Philip Brooks writes, “how silently, how silently, the wondrous gift is given, so God imparts to human hearts, the blessings of his heaven . . . no ear may hear his coming, but in this world of sin, where meek souls will receive him, still the dear Christ enters in.” I see that moment of the Christ entering our hearts like the moment we see our children for the first time, when our hearts open and they become part of us forever.

The message for me this Christmas is that if we will allow the Christ child to enter our hearts, we begin a journey that will reveal to us Christ the King in his power and majesty. By the Christ child, I mean the simple truths of the gospel. It’s not a fancy, impressive theology. It’s quite simple: love your Father in Heaven; love your neighbor; do good to those around you; repent; repeat. Just like taking care of a baby. If we will allow his simple truths, that because he was born, we shall be saved from our sins; that he is the light of the world, to lodge in our hearts, we can be new creatures in him. It might not be right away. Just like raising children, the process takes time. But the first step is opening our hearts to the Christ child to see that the “peace and goodwill” promised by the angels does, in fact, come first through the baby who lay in the manger, and then through the man who hung on the cross.
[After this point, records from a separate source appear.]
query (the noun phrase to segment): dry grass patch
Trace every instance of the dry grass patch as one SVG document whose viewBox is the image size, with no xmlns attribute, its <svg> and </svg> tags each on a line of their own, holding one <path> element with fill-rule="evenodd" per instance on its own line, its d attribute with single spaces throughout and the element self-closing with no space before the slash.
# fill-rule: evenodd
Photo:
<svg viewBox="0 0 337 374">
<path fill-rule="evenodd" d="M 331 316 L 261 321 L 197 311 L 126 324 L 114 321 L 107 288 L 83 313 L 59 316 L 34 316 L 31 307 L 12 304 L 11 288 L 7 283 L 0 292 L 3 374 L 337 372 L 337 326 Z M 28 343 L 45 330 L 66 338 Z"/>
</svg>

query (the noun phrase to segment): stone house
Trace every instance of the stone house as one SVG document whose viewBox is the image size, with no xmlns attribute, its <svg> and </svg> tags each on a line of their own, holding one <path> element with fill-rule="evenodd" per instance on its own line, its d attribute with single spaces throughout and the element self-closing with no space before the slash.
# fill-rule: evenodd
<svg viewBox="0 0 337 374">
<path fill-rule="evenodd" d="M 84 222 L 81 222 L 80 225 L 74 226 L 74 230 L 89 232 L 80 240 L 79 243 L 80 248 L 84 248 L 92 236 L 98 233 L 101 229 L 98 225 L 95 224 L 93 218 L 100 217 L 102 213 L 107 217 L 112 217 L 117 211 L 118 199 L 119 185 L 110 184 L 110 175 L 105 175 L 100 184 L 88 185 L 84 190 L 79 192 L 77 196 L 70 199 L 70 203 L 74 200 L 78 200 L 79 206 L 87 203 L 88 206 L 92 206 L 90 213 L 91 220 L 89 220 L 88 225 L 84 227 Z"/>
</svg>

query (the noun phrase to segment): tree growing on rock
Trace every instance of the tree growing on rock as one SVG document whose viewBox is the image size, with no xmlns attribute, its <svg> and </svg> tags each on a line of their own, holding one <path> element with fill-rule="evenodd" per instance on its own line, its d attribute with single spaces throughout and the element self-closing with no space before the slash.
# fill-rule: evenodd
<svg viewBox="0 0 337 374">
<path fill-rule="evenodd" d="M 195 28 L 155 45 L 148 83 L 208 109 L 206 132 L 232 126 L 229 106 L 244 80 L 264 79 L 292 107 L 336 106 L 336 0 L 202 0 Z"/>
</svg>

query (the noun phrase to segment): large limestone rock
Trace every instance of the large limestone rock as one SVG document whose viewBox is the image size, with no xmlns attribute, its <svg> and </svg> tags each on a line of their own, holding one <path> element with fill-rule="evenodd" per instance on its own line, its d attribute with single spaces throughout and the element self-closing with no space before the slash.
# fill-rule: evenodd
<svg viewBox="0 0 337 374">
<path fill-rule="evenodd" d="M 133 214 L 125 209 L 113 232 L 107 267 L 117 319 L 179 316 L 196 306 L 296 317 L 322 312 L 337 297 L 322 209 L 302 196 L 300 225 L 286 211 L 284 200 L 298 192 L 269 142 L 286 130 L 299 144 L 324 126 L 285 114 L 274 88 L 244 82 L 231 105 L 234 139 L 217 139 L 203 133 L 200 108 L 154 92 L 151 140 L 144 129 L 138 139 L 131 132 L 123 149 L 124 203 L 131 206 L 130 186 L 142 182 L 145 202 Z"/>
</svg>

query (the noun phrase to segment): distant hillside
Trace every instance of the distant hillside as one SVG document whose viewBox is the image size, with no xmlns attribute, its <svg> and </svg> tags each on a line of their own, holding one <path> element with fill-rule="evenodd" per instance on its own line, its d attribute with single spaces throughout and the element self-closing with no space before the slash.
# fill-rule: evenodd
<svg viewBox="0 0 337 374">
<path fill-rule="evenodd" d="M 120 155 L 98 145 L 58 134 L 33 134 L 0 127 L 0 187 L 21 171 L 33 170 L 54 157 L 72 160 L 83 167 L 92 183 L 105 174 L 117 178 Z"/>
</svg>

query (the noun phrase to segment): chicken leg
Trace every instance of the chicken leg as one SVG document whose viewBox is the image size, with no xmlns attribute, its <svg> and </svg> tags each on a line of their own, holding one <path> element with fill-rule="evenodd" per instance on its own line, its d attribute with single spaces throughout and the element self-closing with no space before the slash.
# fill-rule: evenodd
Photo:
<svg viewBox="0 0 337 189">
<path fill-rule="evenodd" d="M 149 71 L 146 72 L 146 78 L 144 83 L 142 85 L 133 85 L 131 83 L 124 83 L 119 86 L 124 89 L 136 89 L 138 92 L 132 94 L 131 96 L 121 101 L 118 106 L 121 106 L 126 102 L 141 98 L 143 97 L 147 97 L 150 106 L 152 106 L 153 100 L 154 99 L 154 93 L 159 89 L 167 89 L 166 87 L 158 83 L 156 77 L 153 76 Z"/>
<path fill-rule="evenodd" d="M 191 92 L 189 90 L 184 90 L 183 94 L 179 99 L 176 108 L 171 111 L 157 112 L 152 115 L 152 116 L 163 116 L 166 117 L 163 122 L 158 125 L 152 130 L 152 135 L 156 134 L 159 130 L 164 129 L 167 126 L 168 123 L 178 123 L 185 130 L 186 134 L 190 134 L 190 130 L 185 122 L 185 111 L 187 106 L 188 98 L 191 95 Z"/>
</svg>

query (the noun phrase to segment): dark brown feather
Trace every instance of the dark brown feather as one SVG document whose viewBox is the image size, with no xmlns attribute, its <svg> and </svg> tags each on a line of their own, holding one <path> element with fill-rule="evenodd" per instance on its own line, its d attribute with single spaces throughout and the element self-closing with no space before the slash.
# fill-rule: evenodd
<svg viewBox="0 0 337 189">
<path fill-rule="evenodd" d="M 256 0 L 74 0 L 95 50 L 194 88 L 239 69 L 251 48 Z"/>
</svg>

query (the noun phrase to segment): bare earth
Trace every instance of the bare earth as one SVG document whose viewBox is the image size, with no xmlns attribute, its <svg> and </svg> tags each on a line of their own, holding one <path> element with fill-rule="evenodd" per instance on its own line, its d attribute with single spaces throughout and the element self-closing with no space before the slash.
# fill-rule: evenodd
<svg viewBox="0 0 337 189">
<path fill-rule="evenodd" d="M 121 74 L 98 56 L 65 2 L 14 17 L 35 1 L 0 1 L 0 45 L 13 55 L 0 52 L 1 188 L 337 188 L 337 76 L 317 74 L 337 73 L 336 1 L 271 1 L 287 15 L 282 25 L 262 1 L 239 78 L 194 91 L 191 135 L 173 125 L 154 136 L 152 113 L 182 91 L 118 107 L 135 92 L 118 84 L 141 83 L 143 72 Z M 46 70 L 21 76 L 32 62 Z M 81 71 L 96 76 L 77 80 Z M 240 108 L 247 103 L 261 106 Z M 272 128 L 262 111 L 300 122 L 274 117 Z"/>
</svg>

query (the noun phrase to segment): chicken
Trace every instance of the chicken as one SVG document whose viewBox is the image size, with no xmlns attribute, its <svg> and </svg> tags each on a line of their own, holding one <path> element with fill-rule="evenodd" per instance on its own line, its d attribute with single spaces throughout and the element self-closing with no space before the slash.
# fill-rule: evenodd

Phillips Brooks wrote a fourth verse to O Little Town of Bethlehem that captures for me the prayer of my heart this morning: “O holy child of Bethlehem, Descend to us we pray; Cast out our sin and enter in; Be born to us this day; We hear the Christmas angels the great, glad tidings tell; Oh come to us, abide with us; Our Lord Emmanuel.” May we open our hearts and give room for the precious weight of the Savior in our lives, take that holy child and his promises to our breastbone just as we cradled our own children in their first hours, and live with him, grow up with him into peace and goodwill.